Conversely, China is also formidable. While it lags in foundational semiconductor technology, it excels in data scale, manufacturing application, and national-level investment. Companies like Huawei, SMIC, Baidu, Alibaba, and Tencent are rapidly establishing an AI self-sufficiency system despite U.S. sanctions.
China's strength lies in its speed. While the U.S. operates on a free-market innovation model, China employs a total mobilization system. When deemed necessary, central and local governments, state-owned enterprises, and private companies act in unison. This concentrated nurturing model, demonstrated in high-speed rail, electric vehicles, and solar industries, is now being applied to AI.
Another critical difference is data. In the AI era, the key components are data, power, and semiconductors. China has accumulated vast amounts of data based on its large population and mobile ecosystem, combined with a cheap manufacturing base and a massive domestic market.
In contrast, the U.S. excels in creative innovation and foundational technologies. Companies like OpenAI, Google DeepMind, and NVIDIA are shaping the direction of global AI technology. Thus, the current AI competition is not merely a technological race; the U.S. is strong in 'brainpower,' while China excels in 'scale and execution.' Both nations harbor fears of each other.
The U.S. is wary of China's potential success in combining manufacturing and AI application markets for technological self-sufficiency. Meanwhile, China is concerned about the U.S. leveraging its semiconductor, GPU, and cloud systems to stifle China's AI industry. Ultimately, the Beijing summit was not just about tariff negotiations; it represented a significant negotiation table concerning the power structure of the AI era.
Where does South Korea stand in this landscape? South Korea occupies a uniquely delicate position. With Samsung Electronics and SK Hynix leading the memory semiconductor sector, it remains among the world's strongest. Additionally, companies like Naver, Kakao, LG AI Research, and Samsung Research are developing their own AI ecosystems.
However, the challenge lies in scale. The U.S. is strong in platforms and foundational technologies, while China excels in markets and manufacturing. South Korea is strong in semiconductors but relatively weak in platforms and large-scale AI ecosystems. Nevertheless, there are significant opportunities for South Korea.
First, there is AI semiconductors. The core of the AI era is computational power, and AI cannot exist without memory semiconductors. South Korean companies are among the best in the high-bandwidth memory (HBM) sector.
Second, there is manufacturing-based AI. South Korea has a robust industrial base in automobiles, shipbuilding, batteries, semiconductors, and robotics. In the realm of 'industrial AI,' South Korea can aim for a top-three position globally.
Third, there is culture and soft power.
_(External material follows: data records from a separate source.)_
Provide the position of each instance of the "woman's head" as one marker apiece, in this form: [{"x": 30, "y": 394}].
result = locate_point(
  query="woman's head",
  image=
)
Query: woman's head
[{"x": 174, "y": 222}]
In the AI era, data is not the only important factor; content and culture also matter. The global influence of K-pop, K-dramas, and K-content may become vital assets in future AI training data and digital platform competition.
Ultimately, the future world will not be driven solely by military supremacy. It will be an era where AI, semiconductors, data, platforms, culture, energy, supply chains, and finance form a vast network. The participation of U.S. tech companies in Trump's visit to China underscores this reality. They are not merely business leaders but 'technology generals' at the forefront of 21st-century American supremacy. The scenes at the Great Hall of the People in Beijing mark a historical moment, signaling that the world has entered an era of AI Cold War.
* This article has been translated by AI.